July 3 (Reuters) – JPMorgan said demand for gold from key sectors would not be as strong as it had expected, limiting the rise in gold prices this year to $4,300/oz in the third quarter and $4,500/oz in the fourth quarter.
The bank said the risks to its forecast skew to the downside, given possible early interest rate hikes by the U.S. Federal Reserve if data were to come in hot over the balance of the summer.
As recently as June 9, JPMorgan had said it expected gold prices to rise to $6,000 by year end.
On Friday, spot gold was up 1.3% at $4,174.21 per ounce at 1241 GMT, after hitting its highest since June 23. Bullion was up over 2% for the week so far.
High interest rates would weigh on non-yielding bullion as investors turn to assets that offer better returns. [GOL/]
The bank retained a long-term bullish view, saying gold could extend gains in 2027 as central bank purchases and physical demand strengthen amid enduring structural drivers of accumulation.
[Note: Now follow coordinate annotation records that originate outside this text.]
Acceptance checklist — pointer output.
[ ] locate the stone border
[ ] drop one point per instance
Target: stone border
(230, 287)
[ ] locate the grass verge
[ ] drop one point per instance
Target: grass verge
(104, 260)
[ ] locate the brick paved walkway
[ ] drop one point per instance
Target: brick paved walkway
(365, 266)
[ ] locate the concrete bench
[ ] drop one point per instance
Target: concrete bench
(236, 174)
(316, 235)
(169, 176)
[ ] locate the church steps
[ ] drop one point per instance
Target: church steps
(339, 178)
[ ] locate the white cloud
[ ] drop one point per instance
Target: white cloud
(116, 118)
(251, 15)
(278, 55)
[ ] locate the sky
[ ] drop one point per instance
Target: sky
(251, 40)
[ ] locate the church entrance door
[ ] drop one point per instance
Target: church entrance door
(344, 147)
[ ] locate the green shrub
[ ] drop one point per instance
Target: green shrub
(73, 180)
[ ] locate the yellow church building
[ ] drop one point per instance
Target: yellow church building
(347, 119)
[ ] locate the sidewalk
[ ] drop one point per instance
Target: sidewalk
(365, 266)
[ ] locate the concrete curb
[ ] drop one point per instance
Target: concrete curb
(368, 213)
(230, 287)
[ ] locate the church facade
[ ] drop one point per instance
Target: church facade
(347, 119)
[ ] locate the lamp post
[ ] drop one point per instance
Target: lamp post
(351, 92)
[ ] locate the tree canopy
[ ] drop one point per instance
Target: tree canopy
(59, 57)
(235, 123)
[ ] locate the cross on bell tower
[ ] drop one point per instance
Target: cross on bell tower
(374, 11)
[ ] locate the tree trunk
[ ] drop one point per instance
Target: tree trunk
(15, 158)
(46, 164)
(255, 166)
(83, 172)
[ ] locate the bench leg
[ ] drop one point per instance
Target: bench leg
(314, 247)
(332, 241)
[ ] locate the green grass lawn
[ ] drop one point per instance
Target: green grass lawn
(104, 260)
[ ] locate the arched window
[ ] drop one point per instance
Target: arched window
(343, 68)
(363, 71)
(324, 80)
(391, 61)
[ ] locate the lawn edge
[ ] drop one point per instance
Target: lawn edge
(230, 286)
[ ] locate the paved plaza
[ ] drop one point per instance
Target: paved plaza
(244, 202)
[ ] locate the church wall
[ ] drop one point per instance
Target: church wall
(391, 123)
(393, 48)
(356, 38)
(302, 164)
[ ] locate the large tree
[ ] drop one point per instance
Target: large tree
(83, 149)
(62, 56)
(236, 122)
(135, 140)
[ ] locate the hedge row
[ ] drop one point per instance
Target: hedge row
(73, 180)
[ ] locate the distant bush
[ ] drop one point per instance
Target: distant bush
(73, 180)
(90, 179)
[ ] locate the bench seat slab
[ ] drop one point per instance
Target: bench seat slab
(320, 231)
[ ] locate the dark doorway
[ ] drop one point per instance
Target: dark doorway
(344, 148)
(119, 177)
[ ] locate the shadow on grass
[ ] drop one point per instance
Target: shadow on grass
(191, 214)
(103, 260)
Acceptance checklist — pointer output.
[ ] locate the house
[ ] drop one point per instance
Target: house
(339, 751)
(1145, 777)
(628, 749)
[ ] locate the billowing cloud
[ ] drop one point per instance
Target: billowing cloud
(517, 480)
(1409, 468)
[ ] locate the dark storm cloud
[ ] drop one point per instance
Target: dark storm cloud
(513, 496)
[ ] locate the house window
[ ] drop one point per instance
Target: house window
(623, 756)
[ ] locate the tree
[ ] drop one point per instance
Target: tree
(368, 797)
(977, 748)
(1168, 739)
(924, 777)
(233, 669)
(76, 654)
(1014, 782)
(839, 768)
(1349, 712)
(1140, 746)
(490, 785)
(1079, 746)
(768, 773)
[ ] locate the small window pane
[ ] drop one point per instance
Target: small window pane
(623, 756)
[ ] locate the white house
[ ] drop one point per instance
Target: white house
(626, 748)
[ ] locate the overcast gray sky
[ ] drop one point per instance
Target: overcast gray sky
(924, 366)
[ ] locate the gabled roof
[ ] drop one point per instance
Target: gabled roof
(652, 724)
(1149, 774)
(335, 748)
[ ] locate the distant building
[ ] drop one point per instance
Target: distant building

It also forecast silver prices to average $60 to $65 per ounce over its outlook horizon as the market moves away from last year’s tight physical conditions and the gold-to-silver ratio normalizes.
Platinum prices are expected to average about $1,800 per ounce by the end of 2026 and rise to around $1,950 per ounce by the end of 2027, supported by supply-side fundamentals in South Africa.
The bank forecasts palladium prices at $1,350 per ounce by end-2026, and expects it to average around $1,300 in 2027, in line with broader weakness across the precious metals complex.